Ethical tensions emerge over dying with dignity
Medical assistance in dying (MAID) has received lots of media attention over the past few years. This is especially true as the Canadian government considers expanding eligibility for people whose sole underlying condition is a mental illness.
Even in its present form, MAID is fraught with ethical tensions. As scholars engaged in research on MAID, we have heard about these tensions firsthand through interviews with physicians and nurses who provide MAID-related care, clinical ethicists who perform MAID-related consults, family members of patients who have received MAID and patients who have requested MAID.
Tensions can contribute to unpredictability in health service provision, strained relationships, moral distress, harm for prospective patients and the erosion of public trust.
There is debate about whether a health-care worker can participate in both palliative care and the MAID program.
Palliative care involves efforts to improve the quality of life of patients facing serious or life-threatening illness by preventing or relieving suffering.
MAID, on the other hand, provides patients experiencing intolerable suffering the option to end their lives with the assistance.
Some people see the two services as coexisting within end-of-life care. Others view them as having incompatible intentions and goals, and being in conflict.
For instance, as one medical professional informed us, pharmaceuticals that might be provided to relieve pain during palliative care could undermine cognitive capacity and limit a patient’s ability to consent to MAID.
“It was brutal.

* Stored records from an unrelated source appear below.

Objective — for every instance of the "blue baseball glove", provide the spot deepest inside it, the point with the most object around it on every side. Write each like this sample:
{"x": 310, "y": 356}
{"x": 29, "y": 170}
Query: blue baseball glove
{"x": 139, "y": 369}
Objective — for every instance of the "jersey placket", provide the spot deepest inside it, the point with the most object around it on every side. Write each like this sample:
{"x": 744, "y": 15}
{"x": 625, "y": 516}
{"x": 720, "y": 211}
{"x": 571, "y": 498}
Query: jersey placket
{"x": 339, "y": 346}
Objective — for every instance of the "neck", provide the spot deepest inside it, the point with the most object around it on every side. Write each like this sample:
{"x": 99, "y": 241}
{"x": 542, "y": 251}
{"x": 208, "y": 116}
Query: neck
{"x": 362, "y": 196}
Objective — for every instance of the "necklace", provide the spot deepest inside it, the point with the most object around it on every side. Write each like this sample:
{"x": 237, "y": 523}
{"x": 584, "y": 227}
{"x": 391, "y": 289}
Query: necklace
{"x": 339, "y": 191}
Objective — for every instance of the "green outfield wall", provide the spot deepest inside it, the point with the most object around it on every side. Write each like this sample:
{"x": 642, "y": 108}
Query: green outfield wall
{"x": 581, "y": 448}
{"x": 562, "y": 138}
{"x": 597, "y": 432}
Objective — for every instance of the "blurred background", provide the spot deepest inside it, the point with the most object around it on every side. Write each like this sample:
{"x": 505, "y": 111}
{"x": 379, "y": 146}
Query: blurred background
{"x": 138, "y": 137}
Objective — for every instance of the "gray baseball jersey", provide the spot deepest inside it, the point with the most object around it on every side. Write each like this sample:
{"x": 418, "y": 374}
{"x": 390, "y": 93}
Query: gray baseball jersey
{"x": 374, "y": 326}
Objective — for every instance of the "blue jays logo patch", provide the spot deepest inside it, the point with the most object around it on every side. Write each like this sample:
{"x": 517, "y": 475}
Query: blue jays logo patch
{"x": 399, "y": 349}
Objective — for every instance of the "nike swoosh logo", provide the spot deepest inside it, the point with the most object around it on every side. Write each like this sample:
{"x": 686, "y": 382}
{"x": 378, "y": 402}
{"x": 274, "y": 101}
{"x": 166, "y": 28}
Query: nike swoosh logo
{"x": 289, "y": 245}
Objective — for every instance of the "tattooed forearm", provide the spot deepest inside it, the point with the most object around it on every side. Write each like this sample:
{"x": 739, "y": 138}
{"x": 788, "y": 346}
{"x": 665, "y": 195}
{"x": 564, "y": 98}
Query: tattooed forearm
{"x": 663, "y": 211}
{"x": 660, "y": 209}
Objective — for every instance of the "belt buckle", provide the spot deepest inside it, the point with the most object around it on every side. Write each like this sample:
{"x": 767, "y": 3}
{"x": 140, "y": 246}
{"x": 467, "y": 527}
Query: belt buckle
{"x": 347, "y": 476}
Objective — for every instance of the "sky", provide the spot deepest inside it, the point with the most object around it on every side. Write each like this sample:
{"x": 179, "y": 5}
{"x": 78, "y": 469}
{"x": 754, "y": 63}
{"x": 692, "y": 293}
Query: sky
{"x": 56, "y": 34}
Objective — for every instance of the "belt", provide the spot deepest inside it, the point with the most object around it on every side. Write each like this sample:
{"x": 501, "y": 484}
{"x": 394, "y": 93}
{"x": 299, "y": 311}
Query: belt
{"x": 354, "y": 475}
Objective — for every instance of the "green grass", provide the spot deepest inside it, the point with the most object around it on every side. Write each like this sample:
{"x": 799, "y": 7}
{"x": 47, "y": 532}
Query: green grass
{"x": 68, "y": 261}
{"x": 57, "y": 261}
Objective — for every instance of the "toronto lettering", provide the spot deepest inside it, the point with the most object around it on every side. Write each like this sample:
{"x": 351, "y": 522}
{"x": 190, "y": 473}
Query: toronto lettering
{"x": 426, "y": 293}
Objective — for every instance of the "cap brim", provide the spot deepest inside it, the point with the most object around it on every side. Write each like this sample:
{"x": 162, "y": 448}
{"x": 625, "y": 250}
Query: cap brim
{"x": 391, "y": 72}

I knew at that time we wouldn’t be able to do the provision because we would have to medicate her so much … then we’d have to reverse it to get consent, and that was really hard.”
Examples like this reveal the tensions that medical professionals might face if they seek to provide both palliative care and MAID. We also heard that some palliative care professionals perceive MAID requests as a failure of their efforts to provide palliative care.

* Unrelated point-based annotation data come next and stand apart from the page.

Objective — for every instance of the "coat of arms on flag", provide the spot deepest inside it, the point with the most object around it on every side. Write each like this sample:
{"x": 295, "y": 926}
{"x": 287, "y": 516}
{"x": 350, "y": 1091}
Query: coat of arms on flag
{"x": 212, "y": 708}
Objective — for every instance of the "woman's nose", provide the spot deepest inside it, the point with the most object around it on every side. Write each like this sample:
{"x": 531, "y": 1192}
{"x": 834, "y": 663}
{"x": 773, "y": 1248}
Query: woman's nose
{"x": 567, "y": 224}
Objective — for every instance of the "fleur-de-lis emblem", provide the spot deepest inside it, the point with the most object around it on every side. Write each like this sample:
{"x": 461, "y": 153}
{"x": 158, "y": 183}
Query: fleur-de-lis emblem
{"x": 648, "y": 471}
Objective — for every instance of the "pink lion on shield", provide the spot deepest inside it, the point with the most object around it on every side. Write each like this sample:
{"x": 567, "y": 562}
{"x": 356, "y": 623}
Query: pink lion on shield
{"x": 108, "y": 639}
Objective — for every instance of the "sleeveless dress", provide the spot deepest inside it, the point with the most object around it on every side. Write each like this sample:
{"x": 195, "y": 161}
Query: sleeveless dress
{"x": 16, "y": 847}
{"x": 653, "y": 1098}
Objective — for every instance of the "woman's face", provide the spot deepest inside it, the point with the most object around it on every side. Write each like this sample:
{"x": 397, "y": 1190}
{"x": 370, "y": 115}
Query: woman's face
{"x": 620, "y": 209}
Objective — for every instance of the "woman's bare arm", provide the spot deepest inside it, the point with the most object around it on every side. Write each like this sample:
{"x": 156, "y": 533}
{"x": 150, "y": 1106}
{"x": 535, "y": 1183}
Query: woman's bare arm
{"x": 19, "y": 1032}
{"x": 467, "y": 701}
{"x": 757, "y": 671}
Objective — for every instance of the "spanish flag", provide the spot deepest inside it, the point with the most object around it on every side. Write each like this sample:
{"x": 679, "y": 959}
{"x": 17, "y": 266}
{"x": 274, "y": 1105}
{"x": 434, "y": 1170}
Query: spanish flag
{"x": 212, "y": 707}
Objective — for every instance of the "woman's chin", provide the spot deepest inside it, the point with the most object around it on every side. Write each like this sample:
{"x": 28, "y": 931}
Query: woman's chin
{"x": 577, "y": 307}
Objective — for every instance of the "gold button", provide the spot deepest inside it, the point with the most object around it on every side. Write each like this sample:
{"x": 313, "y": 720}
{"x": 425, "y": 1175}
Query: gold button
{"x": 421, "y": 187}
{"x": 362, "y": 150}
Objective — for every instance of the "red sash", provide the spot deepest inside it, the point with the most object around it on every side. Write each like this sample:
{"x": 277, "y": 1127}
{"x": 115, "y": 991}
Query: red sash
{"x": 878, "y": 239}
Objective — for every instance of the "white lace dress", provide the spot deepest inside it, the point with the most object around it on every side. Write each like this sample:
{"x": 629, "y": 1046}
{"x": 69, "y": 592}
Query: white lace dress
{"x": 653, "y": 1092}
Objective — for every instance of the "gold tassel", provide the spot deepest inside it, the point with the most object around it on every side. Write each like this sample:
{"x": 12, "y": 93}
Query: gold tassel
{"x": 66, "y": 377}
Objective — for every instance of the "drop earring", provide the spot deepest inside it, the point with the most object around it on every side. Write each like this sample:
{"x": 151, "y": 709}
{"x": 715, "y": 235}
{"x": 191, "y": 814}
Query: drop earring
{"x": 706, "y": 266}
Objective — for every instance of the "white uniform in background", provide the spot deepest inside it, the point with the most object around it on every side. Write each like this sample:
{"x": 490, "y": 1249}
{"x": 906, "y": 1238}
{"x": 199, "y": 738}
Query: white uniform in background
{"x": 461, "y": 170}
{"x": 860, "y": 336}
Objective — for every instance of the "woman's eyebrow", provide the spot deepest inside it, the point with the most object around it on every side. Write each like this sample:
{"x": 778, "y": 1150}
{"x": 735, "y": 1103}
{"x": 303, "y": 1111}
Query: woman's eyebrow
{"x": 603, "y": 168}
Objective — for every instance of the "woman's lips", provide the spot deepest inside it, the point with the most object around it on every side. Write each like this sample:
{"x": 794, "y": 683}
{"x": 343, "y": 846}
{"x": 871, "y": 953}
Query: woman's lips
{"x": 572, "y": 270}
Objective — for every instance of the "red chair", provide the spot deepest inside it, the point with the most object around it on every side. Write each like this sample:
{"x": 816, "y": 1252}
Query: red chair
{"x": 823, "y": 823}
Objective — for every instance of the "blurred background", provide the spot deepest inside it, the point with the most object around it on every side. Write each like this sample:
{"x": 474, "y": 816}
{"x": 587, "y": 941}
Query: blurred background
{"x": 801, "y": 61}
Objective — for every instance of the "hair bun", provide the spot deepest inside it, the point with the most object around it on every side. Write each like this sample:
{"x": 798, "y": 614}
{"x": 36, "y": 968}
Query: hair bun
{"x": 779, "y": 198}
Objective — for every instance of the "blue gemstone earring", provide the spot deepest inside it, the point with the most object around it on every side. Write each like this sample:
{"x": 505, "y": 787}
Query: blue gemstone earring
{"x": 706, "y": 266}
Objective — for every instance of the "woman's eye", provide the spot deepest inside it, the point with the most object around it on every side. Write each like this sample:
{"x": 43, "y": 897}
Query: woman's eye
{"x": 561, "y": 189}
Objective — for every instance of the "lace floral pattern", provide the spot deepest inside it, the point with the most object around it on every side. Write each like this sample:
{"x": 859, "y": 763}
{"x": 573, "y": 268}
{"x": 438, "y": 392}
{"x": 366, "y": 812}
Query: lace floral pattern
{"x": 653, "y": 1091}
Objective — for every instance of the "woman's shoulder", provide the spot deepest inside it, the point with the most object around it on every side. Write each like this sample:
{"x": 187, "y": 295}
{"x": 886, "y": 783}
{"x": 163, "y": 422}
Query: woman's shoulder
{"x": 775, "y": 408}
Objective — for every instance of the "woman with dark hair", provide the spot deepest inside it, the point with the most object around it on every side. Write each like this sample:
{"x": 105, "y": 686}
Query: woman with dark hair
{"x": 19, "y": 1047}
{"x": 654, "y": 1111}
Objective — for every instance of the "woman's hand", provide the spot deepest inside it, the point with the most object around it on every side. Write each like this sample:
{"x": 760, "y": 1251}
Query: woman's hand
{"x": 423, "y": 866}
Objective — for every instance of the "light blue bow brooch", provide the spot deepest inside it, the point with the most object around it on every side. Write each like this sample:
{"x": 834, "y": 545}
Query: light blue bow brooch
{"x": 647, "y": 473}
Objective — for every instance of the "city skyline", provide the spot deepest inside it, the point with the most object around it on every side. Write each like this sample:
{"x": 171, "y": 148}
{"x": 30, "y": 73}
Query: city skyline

This can potentially place strain on professional relationships between MAID providers and palliative care teams, or cause moral distress for palliative care providers.

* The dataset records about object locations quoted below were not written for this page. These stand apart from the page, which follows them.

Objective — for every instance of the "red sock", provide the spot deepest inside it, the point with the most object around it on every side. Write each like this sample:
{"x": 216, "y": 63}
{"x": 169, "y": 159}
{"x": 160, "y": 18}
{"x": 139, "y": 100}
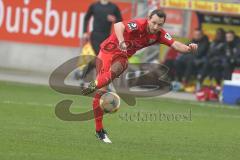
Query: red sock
{"x": 104, "y": 79}
{"x": 98, "y": 112}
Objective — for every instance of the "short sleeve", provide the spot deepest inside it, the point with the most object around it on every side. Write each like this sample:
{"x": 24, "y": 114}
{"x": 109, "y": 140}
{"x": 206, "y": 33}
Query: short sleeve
{"x": 166, "y": 38}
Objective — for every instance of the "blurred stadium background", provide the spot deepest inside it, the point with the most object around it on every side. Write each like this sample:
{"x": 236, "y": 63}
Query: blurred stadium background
{"x": 36, "y": 37}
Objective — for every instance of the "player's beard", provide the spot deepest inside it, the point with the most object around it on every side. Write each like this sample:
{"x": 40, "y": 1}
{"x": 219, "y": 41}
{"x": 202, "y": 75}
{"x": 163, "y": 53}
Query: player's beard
{"x": 152, "y": 31}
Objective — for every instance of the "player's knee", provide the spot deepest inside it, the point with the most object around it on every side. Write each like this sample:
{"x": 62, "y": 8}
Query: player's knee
{"x": 117, "y": 68}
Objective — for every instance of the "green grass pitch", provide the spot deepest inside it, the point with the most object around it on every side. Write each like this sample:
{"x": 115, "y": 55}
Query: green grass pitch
{"x": 30, "y": 130}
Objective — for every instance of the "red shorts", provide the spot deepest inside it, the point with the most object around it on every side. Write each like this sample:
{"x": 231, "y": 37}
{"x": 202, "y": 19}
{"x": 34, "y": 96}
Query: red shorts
{"x": 105, "y": 61}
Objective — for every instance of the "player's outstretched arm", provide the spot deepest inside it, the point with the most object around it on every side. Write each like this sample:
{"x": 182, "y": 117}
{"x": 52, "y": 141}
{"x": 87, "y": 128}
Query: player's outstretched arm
{"x": 184, "y": 48}
{"x": 119, "y": 29}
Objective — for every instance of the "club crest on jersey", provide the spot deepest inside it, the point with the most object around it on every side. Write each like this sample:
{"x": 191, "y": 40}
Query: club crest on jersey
{"x": 168, "y": 36}
{"x": 132, "y": 26}
{"x": 151, "y": 41}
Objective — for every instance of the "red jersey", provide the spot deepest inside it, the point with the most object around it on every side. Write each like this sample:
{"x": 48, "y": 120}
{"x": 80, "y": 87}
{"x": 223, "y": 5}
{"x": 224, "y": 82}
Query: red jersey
{"x": 136, "y": 37}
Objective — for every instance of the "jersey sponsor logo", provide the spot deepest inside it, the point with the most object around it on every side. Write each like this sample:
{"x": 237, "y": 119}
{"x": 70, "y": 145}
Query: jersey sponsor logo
{"x": 132, "y": 26}
{"x": 168, "y": 36}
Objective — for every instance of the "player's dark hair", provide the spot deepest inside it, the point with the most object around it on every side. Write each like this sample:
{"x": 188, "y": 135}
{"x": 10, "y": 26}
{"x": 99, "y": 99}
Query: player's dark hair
{"x": 160, "y": 13}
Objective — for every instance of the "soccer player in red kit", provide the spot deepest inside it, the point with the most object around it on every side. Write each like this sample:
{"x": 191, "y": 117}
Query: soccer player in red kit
{"x": 128, "y": 37}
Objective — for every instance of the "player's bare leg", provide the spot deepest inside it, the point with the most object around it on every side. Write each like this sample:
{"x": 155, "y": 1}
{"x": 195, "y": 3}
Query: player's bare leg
{"x": 101, "y": 133}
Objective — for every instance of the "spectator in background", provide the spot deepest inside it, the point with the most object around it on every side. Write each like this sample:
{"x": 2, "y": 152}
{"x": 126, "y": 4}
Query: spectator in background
{"x": 105, "y": 13}
{"x": 215, "y": 57}
{"x": 187, "y": 65}
{"x": 232, "y": 53}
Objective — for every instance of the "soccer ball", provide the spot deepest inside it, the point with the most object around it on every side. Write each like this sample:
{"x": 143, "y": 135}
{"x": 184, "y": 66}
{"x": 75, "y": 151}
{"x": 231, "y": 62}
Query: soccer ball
{"x": 110, "y": 102}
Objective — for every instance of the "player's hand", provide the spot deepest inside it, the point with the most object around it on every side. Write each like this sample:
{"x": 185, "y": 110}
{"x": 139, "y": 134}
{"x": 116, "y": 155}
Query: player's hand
{"x": 111, "y": 18}
{"x": 123, "y": 46}
{"x": 193, "y": 47}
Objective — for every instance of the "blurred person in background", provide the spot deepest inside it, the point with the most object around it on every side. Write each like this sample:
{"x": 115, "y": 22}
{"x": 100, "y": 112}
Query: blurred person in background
{"x": 212, "y": 67}
{"x": 232, "y": 54}
{"x": 105, "y": 13}
{"x": 188, "y": 65}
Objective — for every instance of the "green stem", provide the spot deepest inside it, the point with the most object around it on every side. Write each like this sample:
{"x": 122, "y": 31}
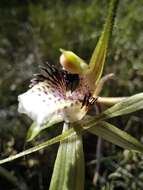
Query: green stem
{"x": 68, "y": 171}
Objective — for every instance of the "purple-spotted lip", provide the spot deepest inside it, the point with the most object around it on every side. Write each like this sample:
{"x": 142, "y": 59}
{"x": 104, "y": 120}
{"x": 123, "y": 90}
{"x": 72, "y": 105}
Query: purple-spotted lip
{"x": 55, "y": 94}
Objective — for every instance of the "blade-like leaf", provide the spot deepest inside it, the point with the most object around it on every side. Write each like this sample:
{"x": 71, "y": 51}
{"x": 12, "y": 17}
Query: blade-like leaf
{"x": 49, "y": 142}
{"x": 98, "y": 57}
{"x": 116, "y": 136}
{"x": 35, "y": 130}
{"x": 69, "y": 165}
{"x": 126, "y": 106}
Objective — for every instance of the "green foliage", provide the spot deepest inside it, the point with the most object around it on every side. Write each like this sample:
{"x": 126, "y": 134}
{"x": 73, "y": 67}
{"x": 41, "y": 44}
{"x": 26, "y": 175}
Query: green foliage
{"x": 33, "y": 32}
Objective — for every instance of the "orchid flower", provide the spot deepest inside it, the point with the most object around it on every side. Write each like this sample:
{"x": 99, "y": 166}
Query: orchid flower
{"x": 68, "y": 94}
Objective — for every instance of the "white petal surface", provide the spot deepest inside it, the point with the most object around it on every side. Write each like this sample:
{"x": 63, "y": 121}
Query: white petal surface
{"x": 41, "y": 104}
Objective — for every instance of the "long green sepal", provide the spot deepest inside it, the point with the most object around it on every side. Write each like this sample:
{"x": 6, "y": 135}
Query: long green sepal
{"x": 47, "y": 143}
{"x": 126, "y": 106}
{"x": 98, "y": 57}
{"x": 69, "y": 165}
{"x": 35, "y": 130}
{"x": 116, "y": 136}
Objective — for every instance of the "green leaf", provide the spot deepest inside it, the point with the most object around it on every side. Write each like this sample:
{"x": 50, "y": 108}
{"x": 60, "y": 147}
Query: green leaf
{"x": 99, "y": 55}
{"x": 116, "y": 136}
{"x": 47, "y": 143}
{"x": 35, "y": 130}
{"x": 69, "y": 165}
{"x": 126, "y": 106}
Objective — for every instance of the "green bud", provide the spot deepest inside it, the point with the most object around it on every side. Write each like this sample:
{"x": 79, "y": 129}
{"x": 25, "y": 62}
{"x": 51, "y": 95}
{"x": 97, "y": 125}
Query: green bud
{"x": 72, "y": 63}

The federal government notes the importance of transparency for the improvement of MAID and maintenance of public trust.
However, patients and care providers sometimes have strict privacy concerns, wanting their participation in MAID kept confidential because of disapproving family, colleagues or community members.
This is particularly true in smaller communities where privacy may be more limited, health-care professionals are highly visible and people may be concerned about MAIDrelated stigma.
When medical providers are asked to assist patients in secrecy, transparency may become compromised.
“Staff had to really balance transparency with confidentiality … One of those transparency pieces, very clearly from the government, was accurate recording, so that there was nothing secret … [But] we’ve had patients who have said, ‘I don’t want my family to know.’ But they’re going to find out what the cause of death was; the death certificate is very clear.”
In cases like this, medical professionals are placed in the difficult position of not being able to accommodate privacy requests of patients or family members, as doing so could undermine ethical obligations of transparency and professional accountability.
MAID is often celebrated for supporting suffering patients to exercise control and die with dignity.
With the passage of Bill C-7, which removed the requirement of a reasonably foreseeable death, Canadians are now applying for MAID when suffering is impacted by socioeconomic factors such as inadequate housing, medical care, food security or income supports.
Tensions surrounding MAID place staff in complex ethical predicaments and are deserving of greater attention. We encourage the federal government to reconsider its role in improving the quality of life of its citizens.
In many situations, Bill C-7 has made “dying with dignity” easier than “living with dignity.” It is ethically problematic if a state is more willing to facilitate death than to provide the necessities of life.